The plan I wrote is designed for a private practice; however, psychiatrists working
for institutions, where the availability of support staff at least takes the burden off
of the family, might still have information to transmit in a contingency plan format.
For example, if you are in an academic setting, who will take over your grant so
your project can continue, and how does that person access your grant reports
and data? In a community health center, even though the medical director will
reassign all your patients, wouldn’t it be nice for your patients to receive a letter
that includes some of your own words, rather than a more impersonal notice?

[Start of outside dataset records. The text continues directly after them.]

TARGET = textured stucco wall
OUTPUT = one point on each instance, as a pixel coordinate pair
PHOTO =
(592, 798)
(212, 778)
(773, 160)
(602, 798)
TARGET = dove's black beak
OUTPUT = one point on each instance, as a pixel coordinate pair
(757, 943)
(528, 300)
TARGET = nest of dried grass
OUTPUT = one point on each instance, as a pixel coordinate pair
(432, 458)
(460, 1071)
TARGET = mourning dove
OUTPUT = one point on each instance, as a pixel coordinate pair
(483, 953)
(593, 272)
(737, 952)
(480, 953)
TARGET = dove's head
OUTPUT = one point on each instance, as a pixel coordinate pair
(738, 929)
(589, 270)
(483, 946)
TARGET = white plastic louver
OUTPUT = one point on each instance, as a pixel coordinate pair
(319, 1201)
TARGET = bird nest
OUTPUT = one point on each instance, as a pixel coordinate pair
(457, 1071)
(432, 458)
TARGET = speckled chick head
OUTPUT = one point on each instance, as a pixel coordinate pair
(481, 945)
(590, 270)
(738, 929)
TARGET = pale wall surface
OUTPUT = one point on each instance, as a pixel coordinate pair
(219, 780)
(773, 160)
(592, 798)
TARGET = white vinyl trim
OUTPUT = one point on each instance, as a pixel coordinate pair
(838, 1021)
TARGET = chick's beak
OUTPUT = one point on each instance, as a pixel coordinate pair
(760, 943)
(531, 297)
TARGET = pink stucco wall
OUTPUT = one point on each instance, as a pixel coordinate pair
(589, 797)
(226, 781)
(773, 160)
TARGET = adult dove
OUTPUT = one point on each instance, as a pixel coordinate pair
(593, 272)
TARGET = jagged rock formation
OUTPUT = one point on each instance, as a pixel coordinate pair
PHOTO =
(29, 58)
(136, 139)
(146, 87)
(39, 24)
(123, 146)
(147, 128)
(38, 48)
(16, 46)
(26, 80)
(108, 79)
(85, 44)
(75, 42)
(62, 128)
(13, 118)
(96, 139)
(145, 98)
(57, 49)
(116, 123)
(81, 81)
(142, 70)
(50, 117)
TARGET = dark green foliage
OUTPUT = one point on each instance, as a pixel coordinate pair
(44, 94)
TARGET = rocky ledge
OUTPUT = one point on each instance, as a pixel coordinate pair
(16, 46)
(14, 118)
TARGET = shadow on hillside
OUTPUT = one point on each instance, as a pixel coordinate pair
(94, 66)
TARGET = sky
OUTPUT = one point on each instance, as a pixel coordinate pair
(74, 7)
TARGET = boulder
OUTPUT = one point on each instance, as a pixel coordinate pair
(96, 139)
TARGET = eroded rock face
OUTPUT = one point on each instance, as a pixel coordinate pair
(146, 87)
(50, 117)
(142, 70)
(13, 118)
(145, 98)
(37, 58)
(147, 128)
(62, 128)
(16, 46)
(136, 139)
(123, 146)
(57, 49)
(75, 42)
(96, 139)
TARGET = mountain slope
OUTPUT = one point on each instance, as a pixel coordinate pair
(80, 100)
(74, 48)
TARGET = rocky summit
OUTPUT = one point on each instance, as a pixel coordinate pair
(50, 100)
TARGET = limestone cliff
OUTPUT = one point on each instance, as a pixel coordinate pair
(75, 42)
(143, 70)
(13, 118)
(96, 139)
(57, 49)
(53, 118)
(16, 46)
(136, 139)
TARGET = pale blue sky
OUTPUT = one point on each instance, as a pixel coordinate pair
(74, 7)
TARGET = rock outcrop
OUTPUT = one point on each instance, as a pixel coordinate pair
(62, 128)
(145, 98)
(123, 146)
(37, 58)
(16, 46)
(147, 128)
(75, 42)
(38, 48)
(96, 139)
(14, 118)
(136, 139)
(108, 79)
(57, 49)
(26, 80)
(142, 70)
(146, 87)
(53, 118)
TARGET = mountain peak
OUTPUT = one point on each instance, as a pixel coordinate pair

Even more important than our responsibility to our patients is that to our children.
Especially if you have minor children, it is wise to designate who will take care of
them in your absence, which may be different if the absence is temporary rather
than permanent. If you don’t already have one, write a will. If you do have one,
consider reviewing it to be sure it still reflects your final wishes.

As with all pandemic planning, we hope that the precautions we take are
excessive, not insufficient. Far better to have too many ICU beds and ventilators
than too few. Far better to have wasted a little time creating a contingency plan
that isn’t used, than to have none and need it.